Wölfe feiern erstes Erfolgserlebnis

VER SelbVER Selb
Lesedauer: ca. 2 Minuten

Die ersten Minuten des Derby gehörten den Wölfen, die gleich Druck nach vorne machten und mit einem Gewaltschuss durch Siegeris ihre erste Möglichkeit hatten. Der Gegner, der in der Vorbereitung bereits gegen die Oberligisten Regensburg und Deggendorf gute Spiele abgeliefert hat, zeigte auch gegen Selb keinen großen Respekt und zeigte ebenso Offensivdrang. Selbst bei einem Überzahlspiel ließ Weiden die Gastgeber kaum durchkommen. Lamich konnte zwar die Scheibe noch hauchdünn am Kasten vorbei donnern, doch umso länger die Partie dauerte, umso nervöser wirkte wiederum Selb, die so den Bayernligisten zu seinen Chancen kommen ließ. Waldowsky und Schönberger präsentierten sich hier in bester Schusslaune, doch Keeper Dirksen war stets auf dem Posten. Beim VER wirkten die Angriffsversuche insgesamt noch zu schwerfällig, so dass die Fans oftmals stöhnten, aber der Zweifel in den Gesichtern der Spieler an sich selbst ebenso anzumerken war. Die Erlösung in Form eines Treffers wollte nicht gelingen. Positiv dagegen, als man Weiden in zwei aufeinanderfolgenden Unterzahlspielen nur einen gefährlichen Schuss von Musial zuließ.

Mit einem Powerplay starteten die Wölfe in den zweiten Abschnitt und nutzten das prompt aus. Waßmiller traf hier nach einem schnellem Vormarsch und gutem Zuspiel von Schadewaldt von der rechten Seite aus zur erstmaligen Führung. Weiden steckte aber keineswegs auf, kam immer wieder gefährlich in die Selber Verteidigungszone, hatte aber auch das Pech, als Schönberger Köbeles Zuspiel aus aussichtsreicher Position nicht ausnutzen konnte. Selb dann erneut in Überzahl, doch ausgerechnet hier passierte Verteidiger Holden ein folgenschwerer Abspielfehler. Schönberger kam an die Scheibe, scheiterte noch an Dirksen, der Puck jedoch ging zu Waldowksy, der perfekt für Schönbergers Ausgleichstreffer auflegte. Der Jubel beim Gästeanhang war nur von kurzer Dauer. Wiederum in Überzahl brachte diesmal Sekera seine Farben in Front. Fortan machten die Wölfe ein deutlich besseres Spiel und erarbeiteten sich reihum gute Einschussmöglichkeiten, wenngleich man es dann oftmals wieder zu schön machen wollte und zu eigensinnig agierte. Weiden dagegen handelte sich einige Strafen ein und kamen so kaum noch nach vorne.

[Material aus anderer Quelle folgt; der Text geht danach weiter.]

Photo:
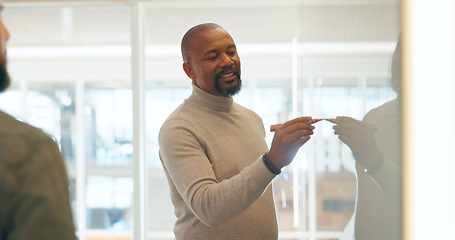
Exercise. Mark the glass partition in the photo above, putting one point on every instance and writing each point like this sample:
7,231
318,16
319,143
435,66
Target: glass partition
72,78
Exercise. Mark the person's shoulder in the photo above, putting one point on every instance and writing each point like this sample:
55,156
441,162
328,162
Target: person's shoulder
18,138
247,111
10,126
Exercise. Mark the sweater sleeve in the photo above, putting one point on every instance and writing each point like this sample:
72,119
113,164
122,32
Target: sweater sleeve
213,202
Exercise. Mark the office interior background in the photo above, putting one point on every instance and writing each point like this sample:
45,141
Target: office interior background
102,76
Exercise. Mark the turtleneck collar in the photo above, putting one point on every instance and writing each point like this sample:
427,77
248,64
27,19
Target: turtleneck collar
207,100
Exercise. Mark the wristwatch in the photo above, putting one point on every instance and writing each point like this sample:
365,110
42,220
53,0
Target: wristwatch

Im Schlussabschnitt drang der VER darauf, den Vorsprung auszubauen. Jeschke knallte den Puck an den linken Pfosten. Lamich setzte über das Gehäuse, ehe dann Jaworin von Heilman bedient wurde und zum 3.1 in die Maschen traf. Göldner auf Weidener Seite gefiel das gar nicht und fiel durch unsportliches Verhalten auf. Dem Referee blieb keine andere Wahl, als den Spieler mit einer Spieldauer zu bestrafen. Erst in den letzten Minuten wurde wieder mehr Eishockey gespielt und die Oberpfälzer erwiesen sich weiter als hartnäckig. Urplötzlich wurde es wieder spannend als Waldowsky zunächst verkürzen konnte, ihm aber kurz darauf alleine vor dem Tor die Nerven versagten. 33 Sekunden vor dem Ende machte Lamich mit einem Empty-Net-Treffer zum 4:2 alles klar.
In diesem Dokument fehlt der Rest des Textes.